The tribe said Thursday even though historic drought is the primary cause of the lack of water, previous BOR water allocation decision led to the widespread fish kill.

The Yurok said it could have been prevented with a flow increase.

“Right now, the Klamath River is full of dead and dying fish on the Yurok Reservation,” Frankie Myers, the Yurok Tribe’s Vice Chairman, said. “This disease will kill most of the baby salmon in the Klamath, which will impact fish runs for many years to come. For salmon people, a juvenile fish kill is an absolute worst-case scenario.”

The Tribe said every year its fisheries department monitors the Klamath River for the deadly pathogen Ceratonova shasta. The Yurok said the monitoring crew uses a device called a rotary screw trap to collect live fish for the annual disease assessment.

During the last two weeks, the Yurok said more than 70 percent of the juvenile Chinook salmon in the trap were dead. The tribe said this is extremely abnormal.

According to the Yurok, available scientific information leads to the conclusion that these fish died from C. shasta. The tribe said large numbers of dead fish were also encountered at upriver monitoring sites.
On May 4, the most recent date for which data is available, the Yurok said 97% of the juvenile salmon captured between the Shasta River and Scott River stretch of the Klamath were infected with C. Shasta and will be dead within days.

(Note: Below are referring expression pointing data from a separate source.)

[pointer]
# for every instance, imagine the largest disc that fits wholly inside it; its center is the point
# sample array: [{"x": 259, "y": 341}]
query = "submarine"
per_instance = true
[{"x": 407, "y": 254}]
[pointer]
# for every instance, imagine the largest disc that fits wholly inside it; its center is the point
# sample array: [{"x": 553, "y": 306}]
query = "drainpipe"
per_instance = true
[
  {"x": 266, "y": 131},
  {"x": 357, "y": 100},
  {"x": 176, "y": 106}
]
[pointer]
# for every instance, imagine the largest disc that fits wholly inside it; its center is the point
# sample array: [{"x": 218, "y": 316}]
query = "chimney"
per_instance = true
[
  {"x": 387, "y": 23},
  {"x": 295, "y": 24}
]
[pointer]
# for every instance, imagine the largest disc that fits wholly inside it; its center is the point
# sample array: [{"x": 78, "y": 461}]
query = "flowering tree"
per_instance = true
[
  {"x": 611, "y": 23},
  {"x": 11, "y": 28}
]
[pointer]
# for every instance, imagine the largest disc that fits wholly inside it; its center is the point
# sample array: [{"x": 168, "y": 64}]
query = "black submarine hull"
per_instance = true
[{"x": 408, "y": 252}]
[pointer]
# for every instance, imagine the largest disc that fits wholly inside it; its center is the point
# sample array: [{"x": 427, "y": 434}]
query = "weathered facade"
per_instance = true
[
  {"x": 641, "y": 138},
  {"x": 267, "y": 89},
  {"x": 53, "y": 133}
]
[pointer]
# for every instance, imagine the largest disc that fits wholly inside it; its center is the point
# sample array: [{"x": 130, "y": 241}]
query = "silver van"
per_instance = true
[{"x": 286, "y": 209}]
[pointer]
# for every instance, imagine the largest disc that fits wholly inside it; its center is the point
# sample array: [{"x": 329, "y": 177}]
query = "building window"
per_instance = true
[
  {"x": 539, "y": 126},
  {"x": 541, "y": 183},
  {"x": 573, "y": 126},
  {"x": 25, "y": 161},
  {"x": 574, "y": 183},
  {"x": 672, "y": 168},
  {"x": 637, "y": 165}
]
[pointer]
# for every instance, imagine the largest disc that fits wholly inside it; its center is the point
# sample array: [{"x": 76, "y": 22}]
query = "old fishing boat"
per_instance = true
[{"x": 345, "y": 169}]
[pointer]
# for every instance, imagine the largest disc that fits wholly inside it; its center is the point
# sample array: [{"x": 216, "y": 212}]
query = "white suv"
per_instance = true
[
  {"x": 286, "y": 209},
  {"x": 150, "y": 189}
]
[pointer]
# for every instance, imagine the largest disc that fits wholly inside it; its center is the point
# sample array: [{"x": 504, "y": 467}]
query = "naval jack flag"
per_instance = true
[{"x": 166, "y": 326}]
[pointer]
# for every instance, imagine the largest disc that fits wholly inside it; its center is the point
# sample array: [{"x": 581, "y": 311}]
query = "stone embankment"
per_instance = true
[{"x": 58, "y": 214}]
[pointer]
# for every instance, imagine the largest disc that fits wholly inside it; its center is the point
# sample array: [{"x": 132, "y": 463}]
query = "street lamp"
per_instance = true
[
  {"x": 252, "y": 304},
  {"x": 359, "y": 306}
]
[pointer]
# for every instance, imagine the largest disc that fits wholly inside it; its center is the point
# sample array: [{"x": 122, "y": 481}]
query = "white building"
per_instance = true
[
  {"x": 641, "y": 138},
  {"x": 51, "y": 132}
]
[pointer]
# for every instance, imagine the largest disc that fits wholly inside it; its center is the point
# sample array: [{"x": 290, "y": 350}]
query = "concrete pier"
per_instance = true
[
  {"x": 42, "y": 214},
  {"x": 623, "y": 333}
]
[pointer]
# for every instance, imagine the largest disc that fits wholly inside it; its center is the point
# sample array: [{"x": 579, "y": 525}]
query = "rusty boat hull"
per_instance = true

“We are watching a massive fish kill unfold in real-time,” said Yurok Fisheries Department Director Barry McCovey Jr, a Yurok citizen who has studied fish disease on the Klamath for more than two decades. “The juvenile fish kill will limit salmon production for many years to come. It will also negatively impact many other native species, ranging from orcas to osprey, because salmon play such an essential role in the overall ecosystem.”

Since time immemorial, the Yurok said the tribe's lifeway has revolved around the Klamath River salmon runs.

"This invaluable species is integral to the Tribe’s traditions and ceremonies," the Yurok said in a press release. "Prior to the fisheries collapse, salmon were an important source of sustenance for thousands of Yurok citizens."

According to tribal officials, during the last five years, the Klamath fish runs have been some of the lowest on record and the tribe has not been able to harvest enough fish to meet its subsistence or ceremonial needs, let alone implement a commercial catch. The Yurok said this year’s adult salmon forecast is also very low and the Tribe cancelled its commercial fishery for a fifth time to protect struggling fish stocks.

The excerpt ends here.